Instagram has removed the thrill of discovery, the sound of air purifiers, the shuffle of bankers boxes and the hum of old halogen bulbs from our specific history. When you page through Del LaGrace Volcano’s photography from the 1990s, you don’t have to question the authenticity of the image–whether or not it was produced by an AI generator capitalizing off of our overworked proletariat. Public knowledge and sharing is crucial, but not when it serves to continue the horrifying accumulation of wealth of Mark Zuckerberg and the rest of the media elite.
This collection of thoughts and stories serves to remind us of the importance of our non-procreative creation (sodomy, if you will).
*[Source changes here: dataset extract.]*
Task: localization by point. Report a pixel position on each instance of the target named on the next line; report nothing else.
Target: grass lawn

To challenge the social instinct of gathering information instantly, whenever we want, and never questioning the sources. A professor of mine spoke of the availability of information through artificial intelligence as a complete flattening of our media–I urge people to re-engage with the effort of discovery, to unflatten the layers. If you have a question, what work should you put in to find the answer? Would it ever be easier to ask the man in the park playing the clarinet about the functionality of his instrument instead of googling its anatomy? I want you to go poring over years of print of one periodical to find a story that mirrors your current love. And I hope you, too, someday find the equivalent of Audre Lorde’s typewritten love poem and start to preserve the information you care about outside of this oppressive digital universe.